3. Make a béchamel sauce; to do this, pour the water and
cream into a bowl and heat.
2-4 min. 900 W
Mix the flour and butter to make a roux, add to the liquid,
and whisk until disolved. Cover, cook until thick.
1-2 min. 900 W
Stir and taste.
4. Place the sauce into the greased dish, place the filled rolls
of ham into sauce and cook with lid.
10-12 min. 630 W
After cooking, stand for approx. 5 min.
Lasagne
Utensils: Bowl with lid (2 I capacity)
Shallow square dish with lid
(approx. 20 x 20 x 6 cm)
Ingredients
300 g tinned tomatoes
50 g ham, chopped
50 g onion, finely chopped
1 clove of garlic, crushed
250 g minced beef
2 tbsp tomato puree
salt, pepper
150 ml crème fraiche
100 ml milk
50 g Parmesan cheese, grated
1 tsp mixed chopped herbs
1 tsp olive oil
1 tsp vegetable oil to grease the dish
125 g lasagne verde
1 tbsp Parmesan cheese, grated
1. Chop the tomatoes, mix with the ham and onion, garlic,
minced beef and tomato puree.
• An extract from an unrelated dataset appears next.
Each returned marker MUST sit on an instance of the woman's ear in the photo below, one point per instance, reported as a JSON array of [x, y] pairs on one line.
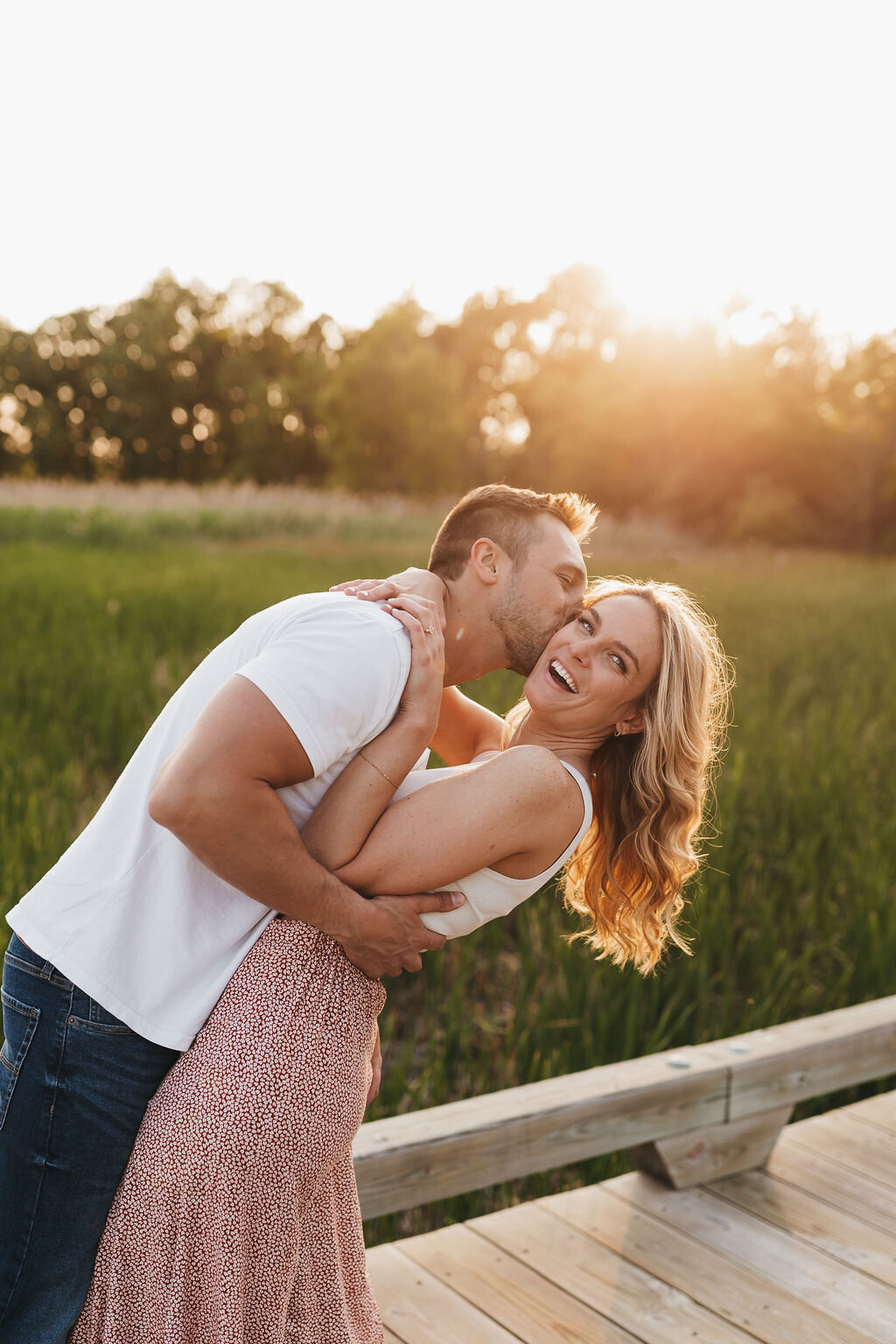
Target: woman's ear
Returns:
[[485, 559]]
Season, cover and cook.
5-8 min. 900 W
2. Mix the crème fraiche with the milk, Parmesan cheese,
herbs, oil and spices.
3. Grease the dish and cover the bottom with about 1/3 of
the pasta. Put half of the minced meat mixture on the
pasta and pour on some sauce. Repeat and finish with the
remaining pasta on top. Cover the pasta with lots of sauce
and sprinkle with Parmesan cheese. Cook with the lid on.
13-17 min. 630 W
After cooking, stand for approx. 5-10 min.
Courgette and noodle gratin
Utensils: Gratin dish (approx. 26 cm long)
Ingredients
80 g macaroni, cooked
400 g tinned tomatoes, chopped
150 g onion, finely chopped
basil, thyme, salt, pepper
1 tbsp oil to grease the dish
450 g courgettes, sliced
150 g sour cream
2 eggs
100 g Cheddar cheese, grated
1. Mix the tomatoes with the onions and season well. Add the
macaroni. Pour the tomato sauce over the macaroni and
spread the courgette slices on top.
2. Beat the sour cream and the eggs and pour over the gratin.
Sprinkle the grated cheese on top. Place on the low rack and
cook.
18-21 min. 900 W
7-8 min. 630 W
After cooking, stand for approx. 5-10 min.